Autonomous driving requires reasoning about interactions with surrounding traffic. A prevailing approach is large-scale imitation learning on expert driving datasets, aimed at generalizing across diverse real-world scenarios. For online trajectory generation, such methods must operate at real-time rates. Diffusion models require hundreds of denoising steps at inference, resulting in high latency. Consistency models mitigate this issue but rely on carefully tuned noise schedules to capture the multimodal action distributions common in autonomous driving. Adapting the schedule, typically requires expensive retraining. To address these limitations, we propose a framework based on conditional flow matching that jointly predicts future motions of surrounding agents and plans the ego trajectory in real time. We train a lightweight variance estimator that selects the number of inference steps online, removing the need for retraining to balance runtime and imitation learning performance. To further enhance ride quality, we introduce a trajectory post-processing step cast as a convex quadratic program, with negligible computational overhead. Trained on the Waymo Open Motion Dataset, the framework performs maneuvers such as lane changes, cruise control, and navigating unprotected left turns without requiring scenario-specific tuning. Our method maintains a 20 Hz update rate on an NVIDIA RTX 3070 GPU, making it suitable for online deployment. Compared to transformer, diffusion, and consistency model baselines, we achieve improved trajectory smoothness and better adherence to dynamic constraints. Experiment videos and code implementations can be found at https://flow-matching-self-driving.github.io/.
Paper Structure (15 sections, 9 equations, 5 figures, 5 tables)

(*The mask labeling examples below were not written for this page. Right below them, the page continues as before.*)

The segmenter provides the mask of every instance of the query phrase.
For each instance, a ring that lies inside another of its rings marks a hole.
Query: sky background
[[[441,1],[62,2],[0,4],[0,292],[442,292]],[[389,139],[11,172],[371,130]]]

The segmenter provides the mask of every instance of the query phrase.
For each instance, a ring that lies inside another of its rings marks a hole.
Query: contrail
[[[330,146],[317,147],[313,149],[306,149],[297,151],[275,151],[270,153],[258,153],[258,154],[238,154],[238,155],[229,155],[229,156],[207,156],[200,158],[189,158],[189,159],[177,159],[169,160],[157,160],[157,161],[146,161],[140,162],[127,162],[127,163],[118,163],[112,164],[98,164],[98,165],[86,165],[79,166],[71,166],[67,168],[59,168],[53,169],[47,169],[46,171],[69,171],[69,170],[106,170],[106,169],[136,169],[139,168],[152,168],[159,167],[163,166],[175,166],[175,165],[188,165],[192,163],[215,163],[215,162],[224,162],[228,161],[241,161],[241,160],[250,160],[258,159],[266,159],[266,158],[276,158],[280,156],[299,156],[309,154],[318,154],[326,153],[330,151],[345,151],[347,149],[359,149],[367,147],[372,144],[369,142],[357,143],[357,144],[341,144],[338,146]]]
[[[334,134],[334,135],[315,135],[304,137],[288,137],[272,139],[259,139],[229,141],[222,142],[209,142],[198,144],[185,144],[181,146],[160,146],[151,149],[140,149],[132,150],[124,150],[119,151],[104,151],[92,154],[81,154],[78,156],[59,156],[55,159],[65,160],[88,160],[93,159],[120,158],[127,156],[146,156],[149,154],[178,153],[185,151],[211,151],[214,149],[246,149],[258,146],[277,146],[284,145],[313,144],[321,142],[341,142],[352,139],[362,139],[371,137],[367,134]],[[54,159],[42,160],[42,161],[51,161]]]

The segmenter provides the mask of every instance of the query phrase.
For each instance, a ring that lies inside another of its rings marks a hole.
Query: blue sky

This paper contains 15 sections, 9 equations, 5 figures, 5 tables.

Figures (5)

  • Figure 1: Our approach encodes past motion, map layout, and the desired pose using a transformer-based encoder. The resulting representation is passed to a flow matching network with an adaptive number of integration steps, followed by a lightweight post-processing step to generate a motion plan for the ego vehicle and future behavior predictions for surrounding agents.
  • Figure 2: (a) The ego takes a sharp right exit. (b) From the same initial pose, the goal is changed to a left lane change. The policy adapts and produces smooth, lane-aligned trajectories.
  • Figure 3: Example maneuvers handled by the proposed method: (a) approaching stop-and-go traffic, (b) changing multiple lanes in front of traffic to reach the goal, and (c) yielding to oncoming vehicles before executing an unprotected left turn. The bottom row shows the corresponding ego speed profiles. Videos of these and additional maneuvers can be found at https://flow-matching-self-driving.github.io/
  • Figure 4: Collision rate plot: Collisions are rare initially and higher toward the end of the horizon. With continuous replanning, the early time steps are most critical for safety.
  • Figure 5: Normalized integration time for different NFE. The non-uniform progression reflects variance-based step size adjustment, unlike the uniform fixed-step Euler integration.